Les annonceurs se tournent moins vers les étrangers et font davantage confiance aux agences créatives locales dont le savoir-faire est désormais reconnu, observe le Managing Director de Circus. Vincent Montocchio déplore toutefois qu’elles ne soient pas sollicitées pour certains gros contrats publics.

 

BUSINESSMAG. Comment se porte Circus ?

Très bien. Il y a cinq ans, nous avons amorcé une profonde transformation pour devenir une agence complètement intégrée. Nous avons mis en place un département digital important qui contribue aujourd’hui largement à notre croissance. Depuis, nous avons une croissance annuelle moyenne de 11 % .

Par ailleurs, nous nous sommes réorganisés au niveau régional où nous opérons désormais depuis Maurice afin de servir des clients à l’international. Ces changements stratégiques portent aujourd’hui leurs fruits. Nous remportons ainsi des appels d’offres contre des pure players digitaux et la communication digitale pèse maintenant près de 20 % de nos revenus. Nous arrivons également à séduire de gros clients hors Maurice, le dernier en date étant Telkom Kenya, qui est particulièrement content de nos services. Tout cela a demandé beaucoup d’énergie et un engagement total de toutes nos équipes. Nous sommes fiers de cette transformation réussie.

 

BUSINESSMAG. Il semble que le marché local ne soit plus attrayant…
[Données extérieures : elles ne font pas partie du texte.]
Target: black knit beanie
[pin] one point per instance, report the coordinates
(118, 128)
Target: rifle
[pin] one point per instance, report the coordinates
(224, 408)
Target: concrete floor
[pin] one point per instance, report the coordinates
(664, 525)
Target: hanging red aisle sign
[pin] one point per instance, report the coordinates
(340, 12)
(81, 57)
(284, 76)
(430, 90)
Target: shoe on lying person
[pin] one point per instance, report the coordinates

Je ne suis pas de cet avis. Ayant eu l’expérience des clients hors Maurice, je peux vous assurer que c’est un marché extrêmement intéressant. Nous avons la chance d’avoir des clients de grande qualité dont nous partageons les convictions. Il n’a jamais été autant excitant de travailler à Maurice dans ce secteur.

 

BUSINESSMAG. Il y a une certaine perception que les plus gros contrats vont aux agences étrangères au détriment des agences locales. Qu’en est-il ?

Je suis d’une nature profondément positive, au point que mes proches me traitent souvent d’optimiste chronique ! Je vois donc plutôt le verre à moitié plein qu’à moitié vide. Même s’il est vrai que certains contrats échappent encore aux agences mauriciennes, c’est beaucoup moins le cas qu’il y a dix ans. La majorité des annonceurs ont compris qu’il n’était plus nécessaire de faire appel à des agences étrangères. Par ailleurs, certains annonceurs ayant fait appel à des agences internationales s’en sont mordu les doigts tant l’écart entre le coût et la qualité de la prestation était grand.

 

BUSINESSMAG. Apparemment, certains gros contrats du secteur public vous passeraient sous le nez…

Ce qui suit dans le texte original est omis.